10.6 Embracing the New NWS Financial and Organizational Structure: Leading a Multi-Office Damage Path Tool Project to Support a FEMA-Requested Service

Thursday, 14 January 2016: 2:45 PM
Room 255/257 ( New Orleans Ernest N. Morial Convention Center)
Joshua W. Scheck, NOAA/NWS, Bismarck, ND; and P. Kirkwood, B. P. Walawender, M. Foster, A. Anderson, D. L. Andra Jr., J. P. Camp, E. Mandel, M. A. Magsig, and J. T. Ferree

Consistent with The National Academy of Public Administration report Forecasting for the Future: Assuring the Capacity of the National Weather Service, NOAA's National Weather Service (NWS) restructured, both financially and organizationally on 1 April 2015. The report called for ensuring NWS research to operations and operations to research (R2O2R) were properly supported such that stovepipe innovations were combined into properly funded projects.
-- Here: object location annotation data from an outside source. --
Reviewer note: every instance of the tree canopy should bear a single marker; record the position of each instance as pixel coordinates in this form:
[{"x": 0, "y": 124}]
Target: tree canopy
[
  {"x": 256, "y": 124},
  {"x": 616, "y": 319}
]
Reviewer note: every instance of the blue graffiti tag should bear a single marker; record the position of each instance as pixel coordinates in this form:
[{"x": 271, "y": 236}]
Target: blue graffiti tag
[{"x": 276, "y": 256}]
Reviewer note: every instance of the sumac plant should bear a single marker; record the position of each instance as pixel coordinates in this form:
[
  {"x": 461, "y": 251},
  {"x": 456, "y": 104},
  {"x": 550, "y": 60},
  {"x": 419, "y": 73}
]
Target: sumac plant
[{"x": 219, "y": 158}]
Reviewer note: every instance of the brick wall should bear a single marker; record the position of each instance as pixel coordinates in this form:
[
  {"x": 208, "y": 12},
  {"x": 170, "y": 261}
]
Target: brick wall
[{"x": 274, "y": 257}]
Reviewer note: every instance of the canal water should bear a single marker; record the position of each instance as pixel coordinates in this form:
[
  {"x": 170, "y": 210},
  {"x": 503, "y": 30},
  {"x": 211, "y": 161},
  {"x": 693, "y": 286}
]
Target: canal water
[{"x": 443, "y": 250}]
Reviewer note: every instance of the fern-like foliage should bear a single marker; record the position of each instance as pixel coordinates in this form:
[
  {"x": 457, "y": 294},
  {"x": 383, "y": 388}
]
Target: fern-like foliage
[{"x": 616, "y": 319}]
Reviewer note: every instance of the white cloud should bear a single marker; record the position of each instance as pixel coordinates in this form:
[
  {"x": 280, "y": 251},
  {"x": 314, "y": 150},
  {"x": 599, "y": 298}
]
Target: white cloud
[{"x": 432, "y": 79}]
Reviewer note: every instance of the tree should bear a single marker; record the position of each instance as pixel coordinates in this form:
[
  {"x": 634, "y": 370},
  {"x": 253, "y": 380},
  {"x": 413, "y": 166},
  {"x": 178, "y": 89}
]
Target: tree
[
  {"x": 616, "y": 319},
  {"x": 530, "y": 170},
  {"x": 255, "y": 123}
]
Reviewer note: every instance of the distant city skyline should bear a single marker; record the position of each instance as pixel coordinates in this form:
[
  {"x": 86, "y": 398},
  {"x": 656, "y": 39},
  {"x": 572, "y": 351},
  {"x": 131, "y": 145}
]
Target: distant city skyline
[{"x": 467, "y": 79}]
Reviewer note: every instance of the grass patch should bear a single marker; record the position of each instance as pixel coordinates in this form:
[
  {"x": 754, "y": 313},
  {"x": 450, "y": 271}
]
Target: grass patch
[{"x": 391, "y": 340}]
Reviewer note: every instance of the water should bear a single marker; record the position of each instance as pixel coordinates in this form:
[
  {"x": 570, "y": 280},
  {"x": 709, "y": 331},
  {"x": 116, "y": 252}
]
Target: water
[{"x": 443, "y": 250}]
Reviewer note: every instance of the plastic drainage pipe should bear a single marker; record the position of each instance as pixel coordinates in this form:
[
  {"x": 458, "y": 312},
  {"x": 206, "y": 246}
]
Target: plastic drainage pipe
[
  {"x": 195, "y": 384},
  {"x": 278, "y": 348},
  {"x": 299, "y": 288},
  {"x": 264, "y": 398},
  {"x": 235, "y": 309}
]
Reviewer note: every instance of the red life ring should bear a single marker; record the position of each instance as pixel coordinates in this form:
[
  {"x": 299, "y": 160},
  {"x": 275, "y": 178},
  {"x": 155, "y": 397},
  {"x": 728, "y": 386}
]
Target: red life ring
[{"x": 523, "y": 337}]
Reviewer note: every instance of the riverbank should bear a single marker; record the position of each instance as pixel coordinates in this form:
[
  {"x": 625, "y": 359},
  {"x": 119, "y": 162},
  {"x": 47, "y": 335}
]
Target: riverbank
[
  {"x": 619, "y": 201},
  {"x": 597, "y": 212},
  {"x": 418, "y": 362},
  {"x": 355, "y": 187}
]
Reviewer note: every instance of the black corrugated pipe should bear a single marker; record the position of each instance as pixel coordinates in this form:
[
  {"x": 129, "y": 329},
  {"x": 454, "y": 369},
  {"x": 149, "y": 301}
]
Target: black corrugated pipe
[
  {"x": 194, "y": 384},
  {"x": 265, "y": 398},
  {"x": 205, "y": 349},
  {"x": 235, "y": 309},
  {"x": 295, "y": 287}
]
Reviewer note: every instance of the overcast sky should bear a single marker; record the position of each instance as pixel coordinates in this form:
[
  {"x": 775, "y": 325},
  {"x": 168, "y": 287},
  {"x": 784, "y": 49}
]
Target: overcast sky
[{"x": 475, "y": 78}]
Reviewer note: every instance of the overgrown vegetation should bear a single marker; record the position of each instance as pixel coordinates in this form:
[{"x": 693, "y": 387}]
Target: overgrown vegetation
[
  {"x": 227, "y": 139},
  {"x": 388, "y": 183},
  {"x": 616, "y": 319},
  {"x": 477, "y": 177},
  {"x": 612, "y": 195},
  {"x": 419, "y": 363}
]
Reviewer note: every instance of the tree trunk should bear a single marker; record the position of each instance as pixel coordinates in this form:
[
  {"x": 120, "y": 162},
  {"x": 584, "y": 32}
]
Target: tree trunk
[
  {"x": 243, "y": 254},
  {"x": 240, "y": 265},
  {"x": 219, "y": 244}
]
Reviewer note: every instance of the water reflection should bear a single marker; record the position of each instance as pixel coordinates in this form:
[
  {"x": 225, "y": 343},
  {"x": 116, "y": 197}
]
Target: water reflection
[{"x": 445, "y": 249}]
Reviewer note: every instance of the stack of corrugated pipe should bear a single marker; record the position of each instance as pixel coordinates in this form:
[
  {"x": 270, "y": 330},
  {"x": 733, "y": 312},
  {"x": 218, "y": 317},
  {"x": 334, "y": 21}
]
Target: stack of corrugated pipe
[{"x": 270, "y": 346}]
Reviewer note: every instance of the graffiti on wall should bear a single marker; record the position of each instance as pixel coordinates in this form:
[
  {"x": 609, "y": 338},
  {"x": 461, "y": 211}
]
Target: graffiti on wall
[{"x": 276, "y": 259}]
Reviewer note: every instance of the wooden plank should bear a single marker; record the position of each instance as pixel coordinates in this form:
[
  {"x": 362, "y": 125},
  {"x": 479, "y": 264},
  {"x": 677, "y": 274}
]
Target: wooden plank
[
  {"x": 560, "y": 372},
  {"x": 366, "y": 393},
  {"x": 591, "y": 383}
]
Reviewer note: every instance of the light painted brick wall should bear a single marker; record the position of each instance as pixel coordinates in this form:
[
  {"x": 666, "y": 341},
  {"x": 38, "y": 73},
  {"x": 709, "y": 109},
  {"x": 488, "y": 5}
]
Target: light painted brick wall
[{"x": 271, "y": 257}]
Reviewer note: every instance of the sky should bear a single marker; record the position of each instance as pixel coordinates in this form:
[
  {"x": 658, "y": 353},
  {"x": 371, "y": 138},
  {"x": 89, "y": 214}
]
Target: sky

Two NWS innovations, the NWS Central Region web-based damage path tool and the NWS Norman, Oklahoma Advanced Weather Interactive Processing System II (AWIPS II) local application tornado damage path tool, were combined under the NWS Office of Science and Technology Integration, and then were assimilated into other nationally supported projects and services.

The Federal Emergency Management Agency (FEMA) formally requested that NWS provide preliminary damage paths of major tornadoes within one hour of occurrence beginning 1 April 2015. To meet the need, the web-based tool was modified slightly and used as a stopgap solution, and development team co-leads designed and implemented associated training for Regional Operations Centers to provide the service.

The strengths of both innovations were combined by the development team into one set of software requirements, which then became a formal work assignment for Raytheon programmers. The NWS Office of Central Processing managed Raytheon efforts. The field-based project co-leaders organized: 1) integration with the Damage Assessment Toolkit (a nationally-supported project that is the preferred dissemination tool for emergency management); 2) training development by the Office of the Chief Learning Officer (OCLO) Warning Decision Training Division (WDTD); and 3) FEMA service design by the Office of Analyze, Forecast, and Support (the services group in charge of implementing the FEMA-requested service). This project encompasses the full range of R2O2R scales, from field workers to NWS Headquarters, and across several financial accounts.

A prototype AWIPS II tool was implemented in September 2015, and a fully functional AWIPS II tool will be implemented in January 2016, along with training from the OCLO/WDTD.